Лежа в кровати, Сергей Иванович потянулся к пиджаку, вытащил пузырек и опрокинул его в рот. Пожевал безвкусную жидкость, проглотил и замер. Тепло появилось в кончиках пальцев рук и ног. Даже горячо стало, словно ноги опустили в горячую ванночку. На всякий случай Игнатьев решил пошевелить ими, но не успел. Он провалился в мягкую глубокую пропасть…
Бочаров стоял у входа в клинику — он словно ждал полковника. Машина подъехала, и свежий, спокойный и даже элегантный Игнатьев протянул руку профессору… Доктор же, напротив, выглядел похуже вчерашнего. Он-то как раз и не спал толком, а большей частью провел ночь с больным Силовым. Это заметил Сергей Иванович, но ничего не сказал. Наверное, догадался, что предстоит серьезный разговор. Мужчины прошли по коридору и поднялись в кабинет. Доктор шел быстро, легко раскачиваясь из стороны в сторону, расстегнутый халат развевался, отчего профессор казался даже шире, чем выше.
— Кофе, чай? — спросил Бочаров перед дверью.
— Если надолго, то кофе, пожалуйста.
— Лена, двойную порцию кофе офицеру, будь добра, — и оба скрылись за дверью. Игнатьев сразу расположился в кресле, а доктор — за своим столом. Если бы не предстоящий разговор, то Игнатьев, конечно же, рассмеялся бы — комичность головы профессора Бочарова среди бумаг и письменных принадлежностей веселила.
— Начну конкретно, а закончу осторожно, — объявила свою речь голова. — Товарищ милиционер, Силов — убийца, в этом сомнения больше нет. Мало того, он совершал преступления на почве психоза маниакальных идей — ему казалось, что он — мессия и обязан любым способом совершить те злодеяния, которые он наметил. Силов совершил подрыв ресторана «Чайка» и зарезал двоих людей. Одного из них он не знает совсем и выбрал как жертву случайно, видно, тот несчастный подходил под его идеологию. Тут я могу ошибаться, но суть мысли моей верна. Будете опровергать?
Игнатьев опешил. Он ожидал многое, но никак не такой прямой удар по его убеждениям, надеждам, чувствам…
— Нет, опровергать не буду, но пока не верю в это… — проговорил он и сам еще больше засомневался в твердости своего намерения.

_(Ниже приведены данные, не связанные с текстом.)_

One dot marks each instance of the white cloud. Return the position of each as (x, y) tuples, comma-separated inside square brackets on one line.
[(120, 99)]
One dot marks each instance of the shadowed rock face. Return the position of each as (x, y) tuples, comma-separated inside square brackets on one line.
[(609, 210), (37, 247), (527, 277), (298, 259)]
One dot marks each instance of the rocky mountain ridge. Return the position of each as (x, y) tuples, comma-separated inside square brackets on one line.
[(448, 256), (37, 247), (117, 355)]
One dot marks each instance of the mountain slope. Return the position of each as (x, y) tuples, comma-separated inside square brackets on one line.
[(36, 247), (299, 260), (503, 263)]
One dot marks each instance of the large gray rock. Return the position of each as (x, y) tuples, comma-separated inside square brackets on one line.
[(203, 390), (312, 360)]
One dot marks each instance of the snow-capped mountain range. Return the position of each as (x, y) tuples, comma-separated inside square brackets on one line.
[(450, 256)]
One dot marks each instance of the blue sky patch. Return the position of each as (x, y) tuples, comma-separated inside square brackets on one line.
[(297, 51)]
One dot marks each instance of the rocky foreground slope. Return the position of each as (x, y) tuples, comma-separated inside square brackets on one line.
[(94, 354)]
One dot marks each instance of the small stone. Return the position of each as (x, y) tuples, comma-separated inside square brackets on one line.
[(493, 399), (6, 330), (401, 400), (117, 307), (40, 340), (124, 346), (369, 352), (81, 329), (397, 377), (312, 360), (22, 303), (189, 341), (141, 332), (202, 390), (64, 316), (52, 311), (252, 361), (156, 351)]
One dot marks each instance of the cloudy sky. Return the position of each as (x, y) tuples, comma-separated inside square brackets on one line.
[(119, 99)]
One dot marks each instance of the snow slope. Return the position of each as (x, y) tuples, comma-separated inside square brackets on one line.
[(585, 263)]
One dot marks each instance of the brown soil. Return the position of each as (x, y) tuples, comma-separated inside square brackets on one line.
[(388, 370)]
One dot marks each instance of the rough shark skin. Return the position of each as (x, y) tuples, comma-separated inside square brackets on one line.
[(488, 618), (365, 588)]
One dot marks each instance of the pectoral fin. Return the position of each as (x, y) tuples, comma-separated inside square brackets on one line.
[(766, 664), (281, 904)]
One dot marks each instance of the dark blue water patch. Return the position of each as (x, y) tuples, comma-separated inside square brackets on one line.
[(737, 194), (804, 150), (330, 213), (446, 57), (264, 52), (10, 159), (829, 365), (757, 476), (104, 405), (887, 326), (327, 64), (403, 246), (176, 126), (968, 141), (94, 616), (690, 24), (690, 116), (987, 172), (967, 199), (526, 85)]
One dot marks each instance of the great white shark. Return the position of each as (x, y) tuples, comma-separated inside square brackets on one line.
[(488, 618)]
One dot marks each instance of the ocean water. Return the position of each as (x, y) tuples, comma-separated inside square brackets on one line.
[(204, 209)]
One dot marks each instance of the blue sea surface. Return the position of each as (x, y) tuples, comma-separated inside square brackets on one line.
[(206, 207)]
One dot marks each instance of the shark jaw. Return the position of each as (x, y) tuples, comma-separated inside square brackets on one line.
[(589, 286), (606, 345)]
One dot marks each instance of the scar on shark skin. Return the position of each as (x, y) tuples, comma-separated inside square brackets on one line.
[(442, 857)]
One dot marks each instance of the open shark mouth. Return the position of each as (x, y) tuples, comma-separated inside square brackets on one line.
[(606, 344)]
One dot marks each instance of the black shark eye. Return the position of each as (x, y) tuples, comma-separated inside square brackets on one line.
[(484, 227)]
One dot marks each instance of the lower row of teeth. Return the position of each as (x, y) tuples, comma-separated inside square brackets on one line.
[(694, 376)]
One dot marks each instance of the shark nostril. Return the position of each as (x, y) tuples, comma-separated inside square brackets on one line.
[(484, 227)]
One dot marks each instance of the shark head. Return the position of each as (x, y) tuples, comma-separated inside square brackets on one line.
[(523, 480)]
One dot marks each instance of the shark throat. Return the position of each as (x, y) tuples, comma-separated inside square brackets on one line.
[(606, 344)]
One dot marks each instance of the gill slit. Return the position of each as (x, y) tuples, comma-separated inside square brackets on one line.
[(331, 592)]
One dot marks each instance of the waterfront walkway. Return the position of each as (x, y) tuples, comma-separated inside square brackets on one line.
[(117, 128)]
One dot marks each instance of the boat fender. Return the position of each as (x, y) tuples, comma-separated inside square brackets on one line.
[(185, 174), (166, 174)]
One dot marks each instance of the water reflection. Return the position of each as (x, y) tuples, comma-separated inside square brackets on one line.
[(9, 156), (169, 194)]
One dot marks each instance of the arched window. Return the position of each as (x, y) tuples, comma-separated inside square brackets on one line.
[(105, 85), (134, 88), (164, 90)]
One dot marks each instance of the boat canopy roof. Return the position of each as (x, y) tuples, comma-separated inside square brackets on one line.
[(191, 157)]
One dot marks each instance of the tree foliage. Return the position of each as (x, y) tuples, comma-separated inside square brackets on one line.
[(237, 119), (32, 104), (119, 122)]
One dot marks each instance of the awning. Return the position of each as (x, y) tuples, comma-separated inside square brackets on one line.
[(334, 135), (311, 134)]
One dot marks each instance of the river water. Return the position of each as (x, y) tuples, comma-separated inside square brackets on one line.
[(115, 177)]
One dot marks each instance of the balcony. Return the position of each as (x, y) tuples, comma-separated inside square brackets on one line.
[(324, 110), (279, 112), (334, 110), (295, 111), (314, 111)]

— Пожалуйста, не верить не запрещается. Как я высказался ранее еще в квартире больного, налицо иерусалимский синдром. Так мы называем тех, кто по каким-либо причинам лишается контроля над своим сознанием, иными словами, становится помешанным на идее религиозной, нравственно-социальной, что ли… Это довольно сложный вид восстановления — общество исключительно способствует появлению такого синдрома. Тонкие, психически неуравновешенные особи не выдерживают и сходят с ума. Ну, это вы и без меня знаете — выживают большей частью толстокожие, неумные, не верующие, к ним можно причислить и немалый отряд счастливчиков, которых обратная сторона цивилизации не довела до патологических крайностей. Остальные, с подвижной психикой, либо пьют горькую, либо бунтуют на митингах, кухнях, либо сбегают из страны, где получают такую же порцию стресса, как и в отечестве, но считают ее более сносной. В общем, ничего удивительного тут нет, если говорить о примерах из отечественной или мировой практики. Случай с Силовым несколько иного рода… Вы слушаете?
— Да, конечно, — прошептал пораженный Игнатьев. Что-то смешалось у него в голове, он не понимал, к чему ведет профессор, но как легко и спокойно доктор говорил о самом страшном явлении в жизни — это поражало полковника. «Ничего удивительного тут нет?! Так, кажется, высказался Бочаров о сотнях, тысячах, а может, и миллионах людей, которые способны сворачивать горы, но вместо этого находятся в постоянной депрессии и конфронтации с той цивилизацией, которая существует в стране. Да что там в стране — в мире!» Мысли неслись огромным потоком беспомощного сознания — Игнатьев признавал и в себе подобные рефлексы и, как спокойно произнес профессор, заливал горькой свою подвижную психику.
— Конечно, профессор, я все слышу и слушаю, — еще раз подтвердил Сергей Иванович.
— Теперь о более значимом и, как я предупредил, менее конкретном. Поэтому я буду говорить осторожно — тут ваша консультация просто необходима.
Игнатьев оторвался от удобной спинки кресла и согнулся на краю мягкого кожаного ложа. Секретарь Лена внесла большую кружку с кофе и поставила перед полковником на круглый тонкий столик.